Встревоженная сообщением разносчика, Нина вернулась в дом и ещё раз позвонила в контору отца. Никто не ответил. Оставив портфель с учебниками и тетрадями дома, Нина побежала на остановку трамвая. Контора отца оказалась на замке. Увидев девушку, хозяин соседней лавочки на Диагональной крикнул:

— Леонида Ивановича увели вчера стражники. Показалось, на Таможню…

По бокам входа в полицейский участок висели полотнища с одинаковым текстом на китайском, японском, русском языках: «Добро пожаловать!». Дежурный полицейский в светло-жёлтом мундире подвигал пальцами по строчкам в журнале.

— Нету, мадама… Труфан нета…

Нина в слезах вернулась домой: отец арестован! В полицейском участке с ней не захотели объясняться. Она вспомнила, что отец ездил на рыбалку и охоту со служащим Военной миссии Наголяном. Она позвонила ему по телефону.

— Дядя Гурген, вы отца не видели? Не ночевал дома. Не знаю, что и думать…

Наголян попробовал успокоить девушку, пообещал разузнать, если удастся.

— Буду благодарна… Жду вашего звонка… — сквозь слёзы лепетала Нина.

Наголян был встревожен арестом Труфанова.
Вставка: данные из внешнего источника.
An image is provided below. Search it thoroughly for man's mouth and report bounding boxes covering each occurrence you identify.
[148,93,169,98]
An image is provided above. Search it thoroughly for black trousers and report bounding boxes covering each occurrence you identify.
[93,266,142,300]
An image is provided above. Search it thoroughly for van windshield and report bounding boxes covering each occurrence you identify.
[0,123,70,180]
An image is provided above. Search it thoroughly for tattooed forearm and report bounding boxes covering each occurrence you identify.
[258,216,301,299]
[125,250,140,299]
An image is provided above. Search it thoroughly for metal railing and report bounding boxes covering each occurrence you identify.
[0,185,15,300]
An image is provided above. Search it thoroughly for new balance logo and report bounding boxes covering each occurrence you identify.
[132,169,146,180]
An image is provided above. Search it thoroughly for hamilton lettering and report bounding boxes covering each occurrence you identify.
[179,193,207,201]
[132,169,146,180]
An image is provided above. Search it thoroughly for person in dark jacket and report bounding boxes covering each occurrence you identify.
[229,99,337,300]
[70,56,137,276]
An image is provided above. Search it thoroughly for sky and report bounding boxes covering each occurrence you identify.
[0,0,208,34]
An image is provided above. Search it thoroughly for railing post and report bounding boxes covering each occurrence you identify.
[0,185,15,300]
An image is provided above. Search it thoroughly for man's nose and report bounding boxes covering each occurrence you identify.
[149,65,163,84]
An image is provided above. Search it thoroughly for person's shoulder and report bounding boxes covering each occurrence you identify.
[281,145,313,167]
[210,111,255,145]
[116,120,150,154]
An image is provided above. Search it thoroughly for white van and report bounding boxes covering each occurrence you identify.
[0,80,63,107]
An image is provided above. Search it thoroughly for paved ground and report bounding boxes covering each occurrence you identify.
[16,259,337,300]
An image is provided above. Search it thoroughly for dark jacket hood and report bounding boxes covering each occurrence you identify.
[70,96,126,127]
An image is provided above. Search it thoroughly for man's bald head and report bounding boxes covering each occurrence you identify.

Узнал он об этом от разносчика зелени. А до этого нотариус не явился в кафе универсального магазина японца Мацуури на обусловленную встречу. На телефонные звонки ни контора, ни квартира не отзывались. Как было принято между ними, рандеву должно состояться на следующий день в то же время в кинотеатре «Модерн», что в центре Китайской улицы. Оно не случилось…

Вмешиваться в поиск Труфанова Гурген Христианович не имел права: чего это ответственный сотрудник Военной миссии Японии в Харбине вдруг печётся о каком-то содержателе нотариальной конторы, русском юристе?.. Привлекать лишний раз к своей персоне внимание карательных служб Харбина Наголян считал непозволительным грехом.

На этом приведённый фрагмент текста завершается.